The early results show why this matters. In a pilot, the system reduced cross-border transaction times from up to 72 hours to about five minutes, with two flows: USD funds from Ant International move through Kinexys, are converted to Thai Baht by KBank and disbursed to PSPs and merchants in the Alipay+ ecosystem; and Ant International can transfer liquidity outwards from its corporate acquirers in Thailand. The architecture is striking because it is not a crypto-native workflow, it is a regulated bank, a regulated merchant network and a regulated blockchain rail collaborating to make USD liquidity continuously available inside a local commerce system.

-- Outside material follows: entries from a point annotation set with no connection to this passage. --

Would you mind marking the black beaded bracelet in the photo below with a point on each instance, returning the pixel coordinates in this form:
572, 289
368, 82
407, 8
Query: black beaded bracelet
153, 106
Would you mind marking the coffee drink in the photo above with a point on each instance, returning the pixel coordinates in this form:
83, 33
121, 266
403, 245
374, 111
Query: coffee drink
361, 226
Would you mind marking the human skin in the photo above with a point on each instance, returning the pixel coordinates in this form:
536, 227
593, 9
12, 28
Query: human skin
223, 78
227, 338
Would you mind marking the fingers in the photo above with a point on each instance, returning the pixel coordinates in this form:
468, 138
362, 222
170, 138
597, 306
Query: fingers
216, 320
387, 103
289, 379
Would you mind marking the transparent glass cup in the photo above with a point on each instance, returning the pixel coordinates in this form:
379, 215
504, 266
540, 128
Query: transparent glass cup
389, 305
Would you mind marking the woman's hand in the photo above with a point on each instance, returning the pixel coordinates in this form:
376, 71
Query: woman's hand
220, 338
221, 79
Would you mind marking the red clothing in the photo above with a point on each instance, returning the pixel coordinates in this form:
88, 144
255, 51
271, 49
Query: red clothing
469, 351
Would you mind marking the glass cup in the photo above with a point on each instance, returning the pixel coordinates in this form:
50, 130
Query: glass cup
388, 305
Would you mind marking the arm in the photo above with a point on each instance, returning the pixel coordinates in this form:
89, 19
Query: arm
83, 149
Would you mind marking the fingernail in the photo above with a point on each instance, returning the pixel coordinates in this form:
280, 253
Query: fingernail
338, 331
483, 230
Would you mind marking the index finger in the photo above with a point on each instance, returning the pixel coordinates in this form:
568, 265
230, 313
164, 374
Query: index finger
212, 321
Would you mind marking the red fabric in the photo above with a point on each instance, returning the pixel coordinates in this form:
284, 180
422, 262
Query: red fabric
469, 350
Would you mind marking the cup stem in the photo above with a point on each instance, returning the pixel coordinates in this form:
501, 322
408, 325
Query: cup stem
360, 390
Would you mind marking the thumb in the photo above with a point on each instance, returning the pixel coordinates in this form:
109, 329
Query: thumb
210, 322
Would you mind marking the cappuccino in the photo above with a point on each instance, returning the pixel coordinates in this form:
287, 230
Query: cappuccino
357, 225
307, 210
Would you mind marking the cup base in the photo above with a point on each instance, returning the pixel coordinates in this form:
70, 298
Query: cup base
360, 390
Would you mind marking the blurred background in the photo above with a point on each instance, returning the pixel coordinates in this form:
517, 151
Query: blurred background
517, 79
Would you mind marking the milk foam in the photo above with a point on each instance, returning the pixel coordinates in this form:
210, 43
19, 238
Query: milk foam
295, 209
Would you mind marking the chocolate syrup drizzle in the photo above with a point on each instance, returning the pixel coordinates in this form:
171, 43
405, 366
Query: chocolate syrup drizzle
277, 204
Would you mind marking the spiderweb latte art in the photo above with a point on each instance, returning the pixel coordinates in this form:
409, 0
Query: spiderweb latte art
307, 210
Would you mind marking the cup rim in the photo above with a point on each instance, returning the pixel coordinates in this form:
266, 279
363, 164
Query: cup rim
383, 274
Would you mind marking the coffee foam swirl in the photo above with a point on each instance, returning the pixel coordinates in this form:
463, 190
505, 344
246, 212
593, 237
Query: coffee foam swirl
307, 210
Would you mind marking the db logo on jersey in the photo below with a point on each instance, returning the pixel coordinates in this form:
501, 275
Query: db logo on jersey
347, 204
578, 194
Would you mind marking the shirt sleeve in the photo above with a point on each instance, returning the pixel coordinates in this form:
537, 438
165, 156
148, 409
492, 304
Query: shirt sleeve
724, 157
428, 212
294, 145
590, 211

Why it matters: This is one of the clearer demonstrations of what blockchain rails actually do for cross-border commerce when they reach a regional ecosystem. Settlement compresses from days to minutes, liquidity runs around the clock, and a local merchant in Thailand experiences a global payment with the simplicity of a domestic one. Expect more partnerships of this shape across ASEAN, where central banks and major regional players are already building shared QR and real-time payment rails ready for blockchain settlement to plug into.
The Debia angle: This is the future of cross-border payments we have consistently argued for: interoperability between traditional rails and compliant blockchain settlement, with the complexity hidden behind a clean merchant experience. For the businesses Debia serves across the region, the lesson is that a great cross-border payment now means continuous availability, fast settlement and clear local delivery, all on infrastructure that satisfies the regulator. That is the standard we are building toward, and ASEAN is leading the way.
At Debia, we track these changes because the future of payments will be shaped by speed, trust, interoperability, and smarter financial infrastructure. We do not just process payments. We understand the infrastructure, regulation, technology, and market shifts behind the future of digital commerce, and we build for where the ecosystem is heading next.